Archbishop Donald Wuerl of the U.S. bishops' Committee on Doctrine welcomed the Vatican’s recent clarification on the canonical penalties for the attempted ordination of women, saying the action shows “the seriousness with which it holds offenses against the Sacrament of Holy Orders.”

In a July 15 statement the Vatican said that the attempted ordination of women was a “grave delict,” a Church crime that is always referred to the Holy See for adjudication.

Archbishop of Washington Donald W. Wuerl, Chairman of the USCCB’s Committee on Doctrine, said the clarification was “a welcome statement.”

“The seven sacraments are an integral and identifying part of the Catholic Church and the faith life of each Catholic,” he commented. “To feign any sacrament would be egregious. The Catholic Church through its long and constant teaching holds that ordination has been, from the beginning, reserved to men, a fact which cannot be changed despite changing times.”

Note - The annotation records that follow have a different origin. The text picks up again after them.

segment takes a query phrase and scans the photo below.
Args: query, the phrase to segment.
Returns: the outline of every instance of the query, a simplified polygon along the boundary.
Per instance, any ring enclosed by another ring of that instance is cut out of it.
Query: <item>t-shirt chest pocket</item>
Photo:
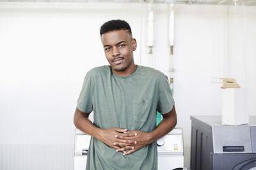
[[[133,120],[145,122],[150,110],[152,101],[148,99],[133,100]]]

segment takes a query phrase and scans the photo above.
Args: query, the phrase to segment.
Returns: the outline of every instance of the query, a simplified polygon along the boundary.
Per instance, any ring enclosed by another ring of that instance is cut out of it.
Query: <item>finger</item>
[[[115,146],[115,145],[111,146],[111,147],[115,149],[115,150],[118,150],[118,149],[120,149],[120,148],[119,148],[118,146]]]
[[[127,129],[122,129],[122,128],[115,128],[115,131],[116,131],[116,132],[127,132]]]
[[[133,152],[134,152],[135,151],[136,151],[137,150],[136,149],[133,149],[133,150],[129,150],[128,152],[125,152],[125,151],[124,151],[123,152],[123,155],[129,155],[129,154],[131,154],[131,153],[133,153]]]
[[[125,139],[124,137],[132,137],[132,136],[138,136],[137,133],[124,133],[124,134],[120,134],[118,135],[115,135],[115,138],[119,138],[119,139]]]
[[[114,146],[118,146],[121,147],[121,148],[125,147],[126,146],[129,146],[129,144],[124,143],[120,143],[120,142],[115,142],[115,143],[113,143],[113,145]],[[118,149],[119,148],[118,148]]]
[[[126,146],[123,147],[122,148],[118,148],[118,149],[116,150],[116,152],[124,152],[124,151],[127,150],[133,150],[134,148],[134,146]]]
[[[127,144],[137,144],[136,141],[130,139],[118,139],[117,142],[124,143]]]

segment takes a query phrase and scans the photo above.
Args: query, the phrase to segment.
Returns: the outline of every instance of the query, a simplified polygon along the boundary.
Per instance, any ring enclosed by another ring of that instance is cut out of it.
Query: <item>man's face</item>
[[[101,42],[113,71],[120,72],[132,68],[134,65],[133,51],[136,50],[137,45],[127,31],[113,31],[103,34]]]

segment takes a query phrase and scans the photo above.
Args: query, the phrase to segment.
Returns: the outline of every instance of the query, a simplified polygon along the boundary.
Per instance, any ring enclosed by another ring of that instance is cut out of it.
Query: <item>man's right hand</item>
[[[122,128],[109,128],[105,129],[100,129],[99,136],[100,138],[99,139],[104,143],[106,145],[109,146],[115,150],[120,149],[120,147],[126,146],[126,148],[130,150],[134,148],[134,145],[137,143],[136,141],[130,139],[120,139],[116,137],[120,133],[126,132],[127,129]],[[129,136],[135,136],[135,134],[129,134]],[[118,146],[116,144],[118,143]]]

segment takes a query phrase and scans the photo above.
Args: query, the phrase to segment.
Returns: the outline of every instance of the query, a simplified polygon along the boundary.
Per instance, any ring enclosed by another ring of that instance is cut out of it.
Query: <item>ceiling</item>
[[[150,0],[0,0],[0,2],[149,3]],[[154,3],[256,6],[256,0],[154,0]]]

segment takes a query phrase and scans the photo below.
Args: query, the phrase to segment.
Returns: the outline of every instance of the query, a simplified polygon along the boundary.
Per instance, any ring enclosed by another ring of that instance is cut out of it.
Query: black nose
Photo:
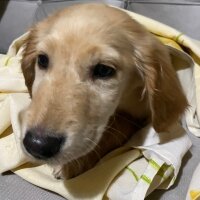
[[[55,156],[64,142],[64,137],[47,136],[47,133],[38,133],[37,129],[28,130],[23,140],[27,152],[38,159]]]

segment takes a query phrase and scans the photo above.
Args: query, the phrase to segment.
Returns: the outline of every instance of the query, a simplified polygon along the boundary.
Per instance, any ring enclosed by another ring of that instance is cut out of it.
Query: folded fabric
[[[186,200],[200,200],[200,164],[192,176]]]
[[[178,68],[178,76],[191,104],[191,109],[186,113],[186,124],[190,131],[198,135],[200,115],[196,91],[199,88],[195,88],[195,83],[199,81],[200,74],[197,64],[200,60],[199,48],[188,37],[170,27],[126,12],[152,33],[159,35],[163,43],[181,51],[181,46],[191,50],[190,55],[175,49],[171,49],[171,52],[174,67]],[[151,125],[144,127],[125,146],[105,156],[93,169],[68,181],[56,180],[52,176],[52,168],[47,165],[35,165],[27,161],[20,147],[18,119],[20,110],[30,103],[20,69],[26,37],[27,34],[18,38],[8,54],[0,56],[0,173],[12,170],[25,180],[69,200],[142,200],[156,188],[169,188],[176,179],[182,157],[191,146],[179,124],[159,135]]]

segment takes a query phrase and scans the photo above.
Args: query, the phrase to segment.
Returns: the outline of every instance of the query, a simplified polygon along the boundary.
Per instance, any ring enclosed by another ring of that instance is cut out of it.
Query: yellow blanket
[[[191,84],[194,90],[187,93],[192,107],[186,114],[186,123],[192,133],[200,136],[200,108],[196,101],[200,94],[200,48],[193,40],[171,27],[129,11],[125,12],[164,44],[181,51],[185,47],[189,50],[187,54],[193,58],[194,63],[188,63],[194,66],[188,66],[188,71],[183,70],[185,73],[180,72],[179,78],[183,83],[187,72],[192,77],[191,82],[190,79],[187,80],[187,84]],[[22,38],[26,36],[25,34]],[[159,144],[160,138],[153,128],[150,125],[145,127],[129,144],[107,155],[95,168],[69,181],[54,179],[52,169],[47,165],[38,166],[27,162],[20,148],[18,121],[19,111],[30,103],[20,69],[22,38],[13,42],[7,55],[0,56],[0,172],[12,170],[27,181],[69,200],[142,200],[156,188],[167,189],[174,183],[181,159],[191,146],[188,136],[179,125],[173,127],[170,133],[162,134],[166,140],[162,144]],[[177,59],[179,54],[177,53]],[[181,56],[187,57],[184,53]],[[187,86],[184,86],[185,92]],[[176,152],[174,148],[177,148]]]

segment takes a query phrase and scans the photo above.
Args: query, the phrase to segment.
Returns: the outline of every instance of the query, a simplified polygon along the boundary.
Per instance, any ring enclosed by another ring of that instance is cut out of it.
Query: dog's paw
[[[63,166],[54,166],[53,175],[57,180],[64,179]]]

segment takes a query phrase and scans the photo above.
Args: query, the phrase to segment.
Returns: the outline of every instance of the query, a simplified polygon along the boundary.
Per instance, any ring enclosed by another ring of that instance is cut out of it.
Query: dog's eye
[[[92,72],[94,78],[109,78],[115,74],[115,69],[104,64],[97,64]]]
[[[37,63],[40,69],[47,69],[49,66],[49,58],[45,54],[39,54]]]

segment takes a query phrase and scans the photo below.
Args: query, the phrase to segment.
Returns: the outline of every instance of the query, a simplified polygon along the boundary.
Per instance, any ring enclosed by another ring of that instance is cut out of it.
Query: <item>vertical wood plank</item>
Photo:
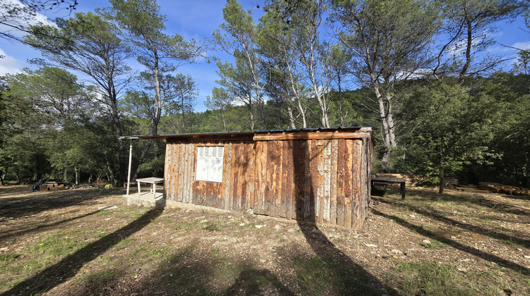
[[[247,199],[247,175],[248,175],[248,168],[249,168],[249,161],[247,155],[249,154],[249,146],[247,144],[246,142],[242,142],[241,143],[241,150],[243,153],[241,154],[241,203],[239,204],[238,209],[246,209],[247,205],[248,204],[248,199]]]
[[[344,172],[344,226],[351,228],[351,183],[353,140],[346,140],[346,170]]]
[[[312,214],[314,213],[314,207],[312,208],[312,204],[313,202],[313,188],[312,188],[312,179],[311,178],[311,167],[312,167],[312,141],[310,140],[306,140],[305,142],[305,159],[304,161],[305,163],[305,187],[304,188],[304,220],[310,220],[311,216],[314,216]]]
[[[263,142],[257,141],[254,142],[254,213],[261,214],[261,171],[263,166],[261,164],[261,151],[263,149]]]
[[[269,163],[271,159],[270,152],[273,149],[273,143],[272,141],[264,141],[264,167],[263,172],[263,214],[269,215],[271,213],[271,195],[269,192],[271,188],[271,168]]]
[[[195,174],[194,172],[195,171],[195,159],[196,159],[196,156],[195,155],[196,153],[195,145],[192,144],[189,145],[189,164],[188,166],[188,169],[189,170],[189,174],[188,175],[188,204],[191,204],[192,201],[193,200],[193,181],[195,180]]]
[[[331,216],[331,140],[324,140],[324,182],[322,195],[322,220],[329,223]]]
[[[329,200],[329,221],[332,224],[337,223],[337,155],[338,155],[338,141],[331,140],[331,169],[329,174],[330,185],[329,191],[331,195]]]
[[[282,174],[283,166],[283,141],[274,141],[276,142],[276,149],[274,152],[276,155],[276,161],[274,161],[274,173],[273,187],[274,188],[274,214],[276,217],[285,217],[285,208],[283,208],[283,213],[282,213],[281,207],[281,188],[282,188]]]
[[[267,187],[266,188],[266,204],[265,211],[266,214],[269,216],[276,216],[276,196],[274,195],[274,185],[276,180],[274,180],[274,174],[276,173],[275,162],[276,161],[276,141],[269,141],[267,142],[267,174],[266,174],[266,183]]]
[[[319,155],[321,155],[319,151],[318,140],[311,140],[311,198],[310,199],[310,216],[309,219],[312,222],[317,222],[317,217],[319,216],[319,165],[320,159]]]
[[[232,168],[232,180],[234,183],[234,197],[230,204],[230,209],[235,211],[237,209],[237,204],[241,198],[241,187],[240,186],[240,158],[241,158],[241,144],[240,142],[234,143],[234,154],[232,156],[233,167]]]
[[[254,208],[254,144],[253,142],[247,143],[248,154],[245,156],[248,161],[247,171],[245,172],[247,180],[247,199],[245,209]]]
[[[168,143],[167,142],[165,142],[165,159],[164,160],[164,197],[166,199],[169,199],[169,196],[167,196],[167,193],[166,193],[165,190],[167,188],[169,188],[170,185],[170,166],[171,164],[171,159],[172,159],[172,151],[171,151],[171,144]]]
[[[226,168],[225,170],[223,170],[224,172],[223,173],[223,190],[224,191],[223,197],[225,201],[225,204],[223,209],[229,209],[228,203],[230,202],[230,173],[232,170],[232,164],[230,164],[230,159],[232,157],[232,151],[230,150],[231,148],[232,144],[225,144],[225,160],[223,161],[224,162],[223,164],[224,167]]]
[[[179,188],[178,188],[178,192],[177,195],[177,200],[179,202],[184,202],[184,190],[185,187],[184,182],[186,179],[184,178],[184,174],[186,173],[186,165],[184,164],[186,162],[186,144],[182,143],[180,144],[180,149],[179,149]]]
[[[306,149],[307,142],[303,140],[293,141],[293,175],[295,176],[295,196],[294,196],[294,213],[293,218],[297,220],[304,219],[304,199],[305,198],[305,180],[307,175],[306,168]]]
[[[190,147],[193,144],[187,143],[184,144],[184,182],[182,184],[182,202],[188,202],[188,185],[189,181],[189,173],[192,172],[189,170],[189,159],[191,158],[191,149]]]
[[[316,183],[317,194],[314,203],[315,221],[322,223],[323,220],[323,202],[324,202],[324,140],[317,140],[317,154],[314,159],[316,159],[317,178],[314,179]],[[313,187],[315,187],[315,185]]]
[[[353,141],[353,164],[352,166],[351,183],[351,227],[357,228],[360,219],[360,209],[362,208],[360,197],[361,187],[361,141]]]
[[[177,144],[175,145],[175,166],[173,166],[173,168],[175,168],[175,178],[174,178],[174,183],[175,185],[173,185],[173,188],[175,189],[175,193],[173,195],[174,196],[174,200],[179,201],[179,194],[180,190],[180,159],[181,157],[181,149],[182,147],[182,143],[180,142],[177,142]]]

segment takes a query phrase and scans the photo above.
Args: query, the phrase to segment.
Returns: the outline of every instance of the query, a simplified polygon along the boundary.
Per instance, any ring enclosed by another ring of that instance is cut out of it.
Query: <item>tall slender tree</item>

Archbishop Wuerl noted that all Catholics are called to “Christian service.”

Women have responded to this call with “extraordinary generosity” and have had an “essential role” in the life of the Church. They now serve in “Church leadership positions at all levels,” he commented, reporting that they hold nearly half of diocesan administrative and professional positions, about 25 percent of the top diocesan positions, and make up about 80 percent of lay parish ministers.

“The Church’s gratitude to women cannot be stated strongly enough. Women offer unique insight, creative abilities and unstinting generosity at the very heart of the Catholic Church,” Archbishop Wuerl continued.

Pope John Paul II, in his 1994 apostolic letter “Ordinatio Sacerdotalis,” reaffirmed that the Catholic Church has no authority to ordain women. The issue was also addressed by the U.S. bishops in their 1998 pastoral response.